In addition to Weibo, there is also WeChat
Please pay attention
WeChat public account
Shulou
2025-02-24 Update From: SLTechnology News&Howtos shulou NAV: SLTechnology News&Howtos > Internet Technology >
Share
Shulou(Shulou.com)06/03 Report--
Importing Excel files into relational database is a common thing in data analysis business, but the format of many Excel files is irregular, so it is necessary to structure the data in advance and then use SQL statements to write them into the database. In general, the structured workload will be relatively large, and it is difficult to generalize, so it is necessary to analyze the file format before development.

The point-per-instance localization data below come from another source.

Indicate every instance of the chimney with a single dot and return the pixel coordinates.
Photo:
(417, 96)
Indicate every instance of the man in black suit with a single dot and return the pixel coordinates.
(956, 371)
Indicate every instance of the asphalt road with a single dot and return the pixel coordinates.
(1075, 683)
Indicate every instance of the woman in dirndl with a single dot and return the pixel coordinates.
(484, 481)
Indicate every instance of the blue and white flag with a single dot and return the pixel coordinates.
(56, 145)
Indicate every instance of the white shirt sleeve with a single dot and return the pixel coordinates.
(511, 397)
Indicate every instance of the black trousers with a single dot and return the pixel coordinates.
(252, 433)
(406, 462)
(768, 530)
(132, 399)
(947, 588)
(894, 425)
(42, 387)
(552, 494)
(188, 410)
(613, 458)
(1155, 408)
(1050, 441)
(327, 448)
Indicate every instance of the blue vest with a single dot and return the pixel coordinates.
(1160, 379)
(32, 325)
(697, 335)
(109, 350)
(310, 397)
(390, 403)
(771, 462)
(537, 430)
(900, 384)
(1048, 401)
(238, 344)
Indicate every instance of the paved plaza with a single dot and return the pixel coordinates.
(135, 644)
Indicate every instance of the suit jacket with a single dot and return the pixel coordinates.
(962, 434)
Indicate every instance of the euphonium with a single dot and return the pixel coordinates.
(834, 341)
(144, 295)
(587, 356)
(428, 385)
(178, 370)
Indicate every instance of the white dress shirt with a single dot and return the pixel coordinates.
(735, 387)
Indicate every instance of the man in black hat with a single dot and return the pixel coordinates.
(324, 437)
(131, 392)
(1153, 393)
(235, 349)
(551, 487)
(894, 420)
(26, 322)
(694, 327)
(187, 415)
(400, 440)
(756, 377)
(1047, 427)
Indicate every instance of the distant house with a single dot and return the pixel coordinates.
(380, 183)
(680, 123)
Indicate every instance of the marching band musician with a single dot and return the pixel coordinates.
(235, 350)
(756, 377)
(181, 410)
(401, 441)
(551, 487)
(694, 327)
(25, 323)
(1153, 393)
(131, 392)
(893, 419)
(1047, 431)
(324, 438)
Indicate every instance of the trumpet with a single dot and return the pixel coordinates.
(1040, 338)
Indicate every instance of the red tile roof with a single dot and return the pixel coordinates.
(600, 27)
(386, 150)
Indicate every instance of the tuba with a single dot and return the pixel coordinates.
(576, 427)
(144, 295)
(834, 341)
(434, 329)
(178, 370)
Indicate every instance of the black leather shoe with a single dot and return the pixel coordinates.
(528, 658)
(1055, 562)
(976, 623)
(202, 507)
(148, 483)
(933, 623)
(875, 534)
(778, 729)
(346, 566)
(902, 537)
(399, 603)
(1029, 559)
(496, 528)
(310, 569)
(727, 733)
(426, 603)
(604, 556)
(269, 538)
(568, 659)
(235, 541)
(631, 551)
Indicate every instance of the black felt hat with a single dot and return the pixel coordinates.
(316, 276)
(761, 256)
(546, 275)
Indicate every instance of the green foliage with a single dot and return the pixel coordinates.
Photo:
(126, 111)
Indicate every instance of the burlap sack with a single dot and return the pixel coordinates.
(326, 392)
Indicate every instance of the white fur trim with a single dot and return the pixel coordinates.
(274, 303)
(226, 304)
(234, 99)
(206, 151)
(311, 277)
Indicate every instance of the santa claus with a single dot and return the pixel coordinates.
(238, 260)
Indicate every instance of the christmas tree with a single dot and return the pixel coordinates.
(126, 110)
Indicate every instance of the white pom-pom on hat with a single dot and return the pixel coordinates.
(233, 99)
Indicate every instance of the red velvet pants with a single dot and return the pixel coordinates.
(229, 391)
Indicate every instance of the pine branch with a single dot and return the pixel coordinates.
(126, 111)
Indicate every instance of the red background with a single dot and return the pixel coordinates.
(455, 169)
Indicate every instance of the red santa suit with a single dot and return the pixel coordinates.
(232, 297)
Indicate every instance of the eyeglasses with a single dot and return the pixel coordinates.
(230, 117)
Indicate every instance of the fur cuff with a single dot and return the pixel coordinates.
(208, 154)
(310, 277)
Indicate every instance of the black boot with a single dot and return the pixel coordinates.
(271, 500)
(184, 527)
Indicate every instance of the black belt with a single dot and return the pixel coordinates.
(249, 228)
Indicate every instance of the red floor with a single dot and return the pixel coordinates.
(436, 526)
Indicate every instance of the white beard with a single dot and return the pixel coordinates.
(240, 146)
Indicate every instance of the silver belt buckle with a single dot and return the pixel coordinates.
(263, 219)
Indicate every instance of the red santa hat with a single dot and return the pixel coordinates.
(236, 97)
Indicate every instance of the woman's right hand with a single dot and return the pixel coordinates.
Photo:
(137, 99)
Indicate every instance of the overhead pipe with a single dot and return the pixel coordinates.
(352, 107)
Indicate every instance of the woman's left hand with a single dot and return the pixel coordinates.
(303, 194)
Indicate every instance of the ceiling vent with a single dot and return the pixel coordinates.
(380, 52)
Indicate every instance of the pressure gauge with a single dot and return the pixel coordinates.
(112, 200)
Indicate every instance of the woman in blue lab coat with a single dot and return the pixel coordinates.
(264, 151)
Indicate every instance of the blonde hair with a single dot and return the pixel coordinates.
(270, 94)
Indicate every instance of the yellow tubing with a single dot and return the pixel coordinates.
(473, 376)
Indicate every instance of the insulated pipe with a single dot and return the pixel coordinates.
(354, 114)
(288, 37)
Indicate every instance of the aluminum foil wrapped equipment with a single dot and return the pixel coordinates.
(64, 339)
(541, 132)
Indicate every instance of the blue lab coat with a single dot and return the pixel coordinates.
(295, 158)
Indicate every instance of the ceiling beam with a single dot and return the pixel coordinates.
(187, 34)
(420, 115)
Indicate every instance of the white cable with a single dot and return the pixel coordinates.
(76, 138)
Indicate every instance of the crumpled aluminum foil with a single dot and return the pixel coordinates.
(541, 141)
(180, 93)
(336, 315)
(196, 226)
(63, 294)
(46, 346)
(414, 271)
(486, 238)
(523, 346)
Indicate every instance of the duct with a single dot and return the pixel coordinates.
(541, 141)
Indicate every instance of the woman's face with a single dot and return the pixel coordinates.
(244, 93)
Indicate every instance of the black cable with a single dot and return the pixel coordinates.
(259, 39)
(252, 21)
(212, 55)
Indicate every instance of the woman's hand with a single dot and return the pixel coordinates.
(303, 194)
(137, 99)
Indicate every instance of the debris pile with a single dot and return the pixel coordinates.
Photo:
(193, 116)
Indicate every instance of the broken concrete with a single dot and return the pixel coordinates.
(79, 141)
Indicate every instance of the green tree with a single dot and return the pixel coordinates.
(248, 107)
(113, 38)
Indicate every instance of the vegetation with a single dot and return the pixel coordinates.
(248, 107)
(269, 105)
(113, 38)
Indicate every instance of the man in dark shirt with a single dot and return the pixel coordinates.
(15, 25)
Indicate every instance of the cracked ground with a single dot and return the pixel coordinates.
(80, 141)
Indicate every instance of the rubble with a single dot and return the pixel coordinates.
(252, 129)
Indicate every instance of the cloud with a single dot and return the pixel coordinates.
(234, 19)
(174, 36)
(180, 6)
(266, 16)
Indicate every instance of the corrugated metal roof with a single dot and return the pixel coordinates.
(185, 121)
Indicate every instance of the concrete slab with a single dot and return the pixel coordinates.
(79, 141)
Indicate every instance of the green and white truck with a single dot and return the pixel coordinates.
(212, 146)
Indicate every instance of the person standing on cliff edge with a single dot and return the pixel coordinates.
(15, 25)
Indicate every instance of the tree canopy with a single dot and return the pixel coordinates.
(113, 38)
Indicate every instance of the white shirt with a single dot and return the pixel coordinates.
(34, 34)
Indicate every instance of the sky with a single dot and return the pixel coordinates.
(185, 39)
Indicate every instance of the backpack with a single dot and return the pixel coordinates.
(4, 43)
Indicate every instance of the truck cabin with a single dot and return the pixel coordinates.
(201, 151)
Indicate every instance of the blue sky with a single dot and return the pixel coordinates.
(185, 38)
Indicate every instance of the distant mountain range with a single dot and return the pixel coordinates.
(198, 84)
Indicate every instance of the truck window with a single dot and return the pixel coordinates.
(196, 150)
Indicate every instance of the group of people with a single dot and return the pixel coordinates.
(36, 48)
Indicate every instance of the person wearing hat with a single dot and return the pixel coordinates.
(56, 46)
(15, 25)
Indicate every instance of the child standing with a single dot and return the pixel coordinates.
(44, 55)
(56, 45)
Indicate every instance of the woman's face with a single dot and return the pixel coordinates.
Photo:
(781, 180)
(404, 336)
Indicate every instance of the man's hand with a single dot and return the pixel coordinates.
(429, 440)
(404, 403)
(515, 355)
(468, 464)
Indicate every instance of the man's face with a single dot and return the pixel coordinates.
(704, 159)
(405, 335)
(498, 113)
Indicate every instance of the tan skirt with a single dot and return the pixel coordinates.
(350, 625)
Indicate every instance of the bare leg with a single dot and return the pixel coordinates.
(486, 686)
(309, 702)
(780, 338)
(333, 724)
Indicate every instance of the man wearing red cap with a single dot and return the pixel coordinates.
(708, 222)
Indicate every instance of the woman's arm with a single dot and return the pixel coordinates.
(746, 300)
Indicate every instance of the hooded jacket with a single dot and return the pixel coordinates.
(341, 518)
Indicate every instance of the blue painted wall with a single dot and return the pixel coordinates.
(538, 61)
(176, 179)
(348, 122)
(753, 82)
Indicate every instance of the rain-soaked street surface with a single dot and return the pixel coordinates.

The SPL language of the aggregator is an efficient and flexible tool, which can easily read excel data, then structure it into an "ordinal table" and import it into the database. After using the SPL language, the structured storage of Excel data, which used to require thousands of lines of code, can now be done with less than 10 lines of code, or even 2 or 3 lines of code in a simple case. Is it really that amazing? Let's take a look at the magic.
Extracting complex Excel data with 10 lines of code
Next we will discuss how to use the aggregator to structure Excel data on a case-by-case basis. For the functions used in this article, please refer to the aggregator document "function reference".
1. Ordinary line type
Look at the simplest case first: as shown in the following figure, the first row in the Excel file is the column header, and starting with the second row, each row is a data record.
It is also very simple for the aggregator to process such files:
A
one
= file ("student transcript .xlsx") .xlsimport@t ()
two
= connect ("demo")
three
= A2.update (A1 ~ ~ xscj)
A1 opens the "student score sheet .xlsx" file and imports it into the sequence table. The option @ t indicates that the first row of the file is a column header.
A2 connects to demo database
A3 saves the order table in A1 to the xscj table in the demo database. Because the column names in the table are the same as the field names in the order table, you only need to specify the data table name. For more details on the use of the update function, please refer to the function documentation.
The sequence table obtained in A1 is shown in the following figure:
The A2 and A3 two-step methods of connecting to the database and storing the order table in the database are common, so these two steps will not be written in the following examples, but will only focus on how to structure the data in Excel into sequence tables.
two。 Multi-row header row type
Most of the time, the Excel file is not as simple as the above example, and the header is often complex, including table name, project name, page number, filler, date, and so on. Like this:
For this kind of table, we have to skip the header and start reading directly from the data row.
A
one
= file ("list of measures and valuation .xlsx") .xlsimport (; 1pc5)
two
= A1.rename (# 1: serial number, # 2: project code, # 3: project name, # 4: unit of measurement, # 5: quantity, # 6: unit price, # 7: consideration)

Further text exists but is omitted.